I read a solid post from the folks at Impact titled, What is Quality Content? It was predicated on the idea, "Quality content is evergreen; it stands the test of time and keeps people coming back for more." The post provides a useful set of rules, that when followed, enable one to fulfill this description of "quality content."
If one's measure of quality content is purely about increasing traffic, doing what it takes to create evergreen content is a reasonable path to follow. But what about content development that gives your audience something new? A fresh perspective? A unique insight? A relevant personal anecdote that illuminates a salient point? There is room in the definition of what constitutes quality content for evergreen, traffic-generating content and for independent, thought-provoking quality content. In fact, having a measure of both will provide consistent traffic and a growing, appreciative following. Here are five tips for creating the latter:
Seek a Larry David sense of the universality in every situation.
For anyone who is a fan of Larry David or Jerry Seinfeld, what we admire about them is their ability to make an art form of isolating the things we all do but fail to notice: the "stop and chat," or "double-dipping" at a party.
I applied this acute observational thinking in my recent post called, "How to Become a Marketing Mind Reader." Everyone involved with providing creative services has experienced a client that for whatever reason, is not able to express what they want or like, leaving creatives to "figure it out." I used one such recent experience to break down my technique for "reading the minds" of those difficult to discern clients.
By training yourself to be as observant of your business conversations as David and Seinfeld are at identifying our daily foibles, you may soon start identifying market trends — and everyone wants to be on top of the trends.
Ask yourself if your content could have been created by anybody.
Imagine you are your audience. You are looking at different websites or blogs for something new about a topic of interest. Everything you find on the subject seems to say the same thing, in much the same way. You're looking for something to cut through the clutter, to be bold, provocative or even a little quirky. You're looking for a unique voice. For example, I am a big believer in the power of taglines. Look no further than the current presidential race, and while many people have a visceral reaction to Donald Trump, as a marketer, there is no denying that his "Making America Great Again" tagline was a well-considered brand decision. A good tagline distills your brand and as part of a larger program can greatly contribute to brand awareness and recall.
Tell a Compelling Story
Quality content is often quality storytelling; you can be that unique voice, by bringing anecdotal experience to bear on your subject. The post, "Do I need a Brand or a Visual Identity" discusses clients asking for a "brand" when, in fact, they are looking for a "visual identity." Because of our experience in these two complimentary but distinct disciplines, I was able to write a post that uses both examples and anecdote to identify the distinction and educate our audience.
Consider a contrarian attitude in order to challenge the status quo.
Karl Ove Knausgaard, one of my literary heroes, had been a mildly successful writer in Norway. As is the fashion in current writing, he was always encouraged to strip down his prose. "Less is more," he was told by the literary pundits. This so hamstrung him that he developed writer's block. Bucking the trend, he decided to write in exquisite depth and detail about his personal experiences, which yielded a six-volume masterpiece and international recognition. While a multi-volume masterpiece is not the usual outcome, bucking convention, or at least challenging assumptions, often opens up possibilities to see things differently.
The title of my blog post, "Brand Personality, Who Really Cares?" presents a provocative, contrarian question. As most of our clients are B2B companies and may undervalue the "softer" side of branding, I took a contrarian approach to the title and provided a lot of examples to make it clear why they really should care.

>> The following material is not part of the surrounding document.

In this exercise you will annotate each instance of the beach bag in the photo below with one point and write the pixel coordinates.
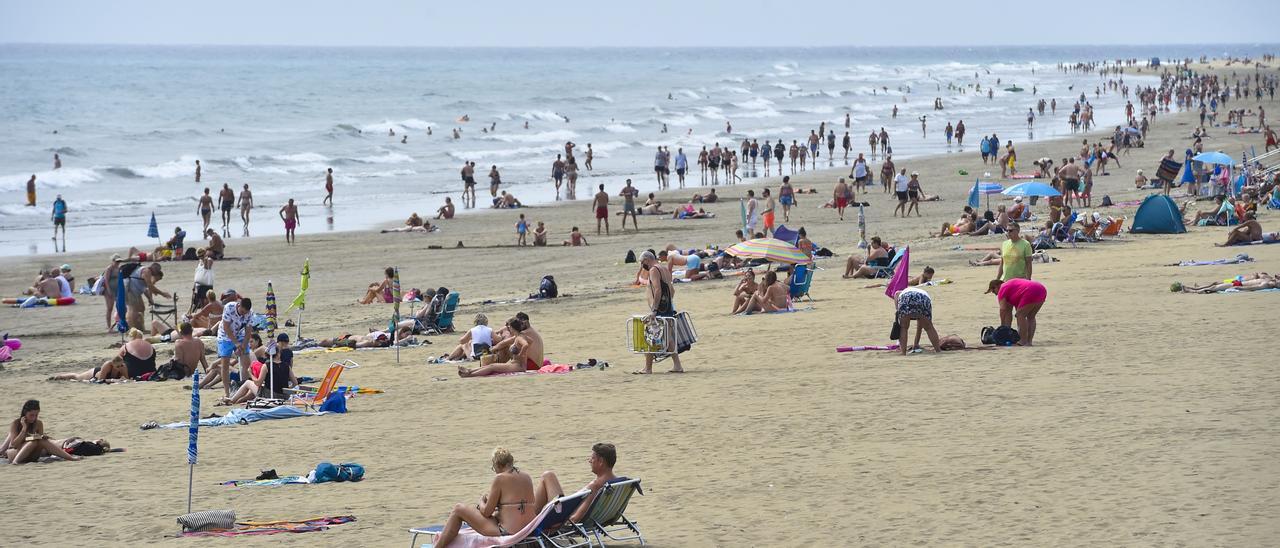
(548, 290)
(987, 336)
(1005, 336)
(208, 520)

Spend more time listening than talking.
How many of us engage in conversations in which, rather than listening to the other party, we are rifling through our inner repertoire of responses? In the process, we lose half of what has been said; perhaps the most interesting half. The result is unsatisfactory or downright stressful. People are fascinated by interesting personal anecdotes when they have something to teach. Every minute talking is one in which you could be learning something new from which others could benefit.
Provide a point-of-view that makes people think.
What do marketing guru, Seth Godin, Surgeon/writer, Atul Gawande and Design Thinking visionary, Tim Brown — to name a few — have in common? They have a unique point-of-view, which has enabled them to become recognized thought leaders, something which most marketers dream about.
Our point-of-view about the intersection of brand positioning, the website and successful marketing, permeates many of our posts and is the subject for others such as, "Why Messaging is so Important for Successful B2B Marketing" and "Five Reasons Starting with a Concise Brand Strategy Will Save Your Website Project," to name a couple.
You may not have the goal of being a global thought leader, but you do want people to subscribe to your content. The surest way to accomplish this is by establishing a unique perspective or point-of-view on which you write about. Over time, your audience will notice, and good things will happen.
What is your definition of Quality Content?